Make sure you set the scene. Just like we spend (in my case) hundreds of pounds on candles, incense and relaxing music, we should put the same amount of effort into setting the scene to explore our bodies. I highly recommend using scented candles, make sure you feel attractive in yourself. For me, that means making sure the lighting is right. As ridiculous as that sounds, I can lose myself a lot more freely if I have a certain amount of lighting on my face. Make sure you feel beautiful, and you’ll feel instantly more relaxed.  Another way of boosting the relaxation is to pick a time whereby you know you won’t be distracted or overheard. This may be difficult if you have children, but give yourself some breathing space: don’t go into this with fear of being caught because it will put you on edge (which is obviously the complete opposite to what we’re aiming for!).

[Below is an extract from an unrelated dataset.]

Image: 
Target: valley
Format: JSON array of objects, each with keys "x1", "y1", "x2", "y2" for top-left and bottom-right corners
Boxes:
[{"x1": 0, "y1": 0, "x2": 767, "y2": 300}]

Another top tip is to envision your body as a heat map. Consider the various body parts and rate how pleasurable they are. If the heat map doesn’t do it for you, then potentially think about different colours. This will ensure that you are reflecting and truly living in the moment without any other distractions. It will encourage mindfulness and concentration, whilst also allowing you to evaluate what does or does not work for you.

Finally, please take the time to reflect on what you have achieved. Whether you have or have not orgasmed, ask yourself: “How did that go? What did I like? What didn’t I like?”. This will then inform your next sesh. You can continue with the things you did like, dismiss the things you didn’t and explore the sensations you haven’t tried yet. Start slow, perhaps scheduling in for once a week, and build more ‘you time’ around this. As I stated before, every woman is different, we all have different commitments and work lives, so I appreciate that it may be difficult to find the time. Saying that, I promise that if you stick with it, you’ll have a deeper understanding of your own body, what feels good for you and a massive stress decrease.

Now, go and set the mood – light your candles, let the aroma of vanilla or fresh cotton fill the room, get sexy and make the time to rediscover yourself; again and again and again. I guarantee you won’t regret it!